[Math] $L^1$-bounded quadratic variation of a continuous local martingale $\implies$ it is a true martingale, $L^2$-bounded

probability theorystochastic-processes

Let M be a continuous local martingale starting from $0$. Show that M is an $L^2$-bounded ($\displaystyle \sup_t\|M_t\|_2<\infty$) martingale if $\mathbb{E}([M]_{\infty})<\infty$, where $[M]_{\infty}=\displaystyle \lim_{t \to \infty} [M]_t$ and $[M]$ is the unique continuous adapted non-decreasing process such that $M^2-[M]$ is a continuous local martingale. Could do with some hints.

My thoughts: I know that any local martingale bounded by an integrable random variable is a true martingale and that $\displaystyle \sup_n\mathbb{E}[M^2_{T_n}] < \infty$, where $T_n$ are the stopping times reducing $M^2-[M]$. What I am finding hard is to make any conclusions about $M_t$, given that I have information about $M_{T_n}$ only.

Edit: Managed to show that $M_t \to M_{\infty}$ in $L^2$ for some $M_{\infty}$

Best Answer

For completeness, I will include the proof from Revuz, Yor "Continuous martingales and Brownian Motion" here.

$M-[M]$ is a local martingale, so there exists ${T_n},n\ge1$ such that $T_n\to\infty$ and $\mathbb{E}[M^2_{t\wedge T_n}]=\mathbb{E}([M]_{t\wedge T_n})<K$. Apply Fatou: $\mathbb{E}[M^2_t]\leq \liminf\mathbb{E}[[M]_{t\wedge T_n}]\leq K$. So $M$ is $L^2$-bounded.

Need to show now that $M$ is a true martingale.

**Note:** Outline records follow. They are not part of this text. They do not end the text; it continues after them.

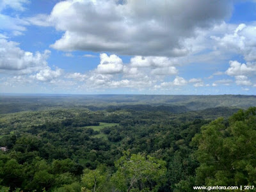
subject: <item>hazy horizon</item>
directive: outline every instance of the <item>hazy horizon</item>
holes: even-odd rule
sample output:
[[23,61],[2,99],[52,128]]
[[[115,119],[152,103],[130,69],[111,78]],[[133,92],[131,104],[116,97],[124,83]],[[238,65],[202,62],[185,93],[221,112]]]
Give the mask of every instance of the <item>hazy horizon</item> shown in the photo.
[[0,93],[255,95],[256,1],[0,1]]

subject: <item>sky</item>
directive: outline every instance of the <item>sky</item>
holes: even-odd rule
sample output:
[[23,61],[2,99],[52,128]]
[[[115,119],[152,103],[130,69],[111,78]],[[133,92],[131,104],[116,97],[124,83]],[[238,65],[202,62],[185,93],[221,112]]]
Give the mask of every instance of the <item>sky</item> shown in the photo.
[[0,0],[0,92],[256,94],[256,1]]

Let $T^{\prime}_n$ be stopping times reducing $M$, then $\{M_{t\wedge T^{\prime}_n}\}$ is UI, since it is $L^2$-bounded and $M_{t\wedge T^{\prime}_n} \to M_t$ in $L^1$, and so $\mathbb{E}[M_{t}|\mathcal{F_s}]=M_s$ a.s.

Edit

The omitted steps are:

$\mathbb{E}[M_{t\wedge T^{\prime}_n}|\mathcal{F}_s]=M_{s\wedge T^{\prime}_n}$, so $\mathbb{E}[M_{t\wedge T^{\prime}_n}\mathbb{1}_A]=\mathbb{E}[M_{s\wedge T^{\prime}_n}\mathbb{1}_A]$ for all $A \in \mathcal{F}_s$. Now take $n\to \infty$, to conclude $\mathbb{E}[M_{t}\mathbb{1}_A]=\mathbb{E}[M_{s}\mathbb{1}_A]$ for all $A \in \mathcal{F}_s$, hence $\mathbb{E}[M_t|\mathcal{F}_s]=M_s$ a.s.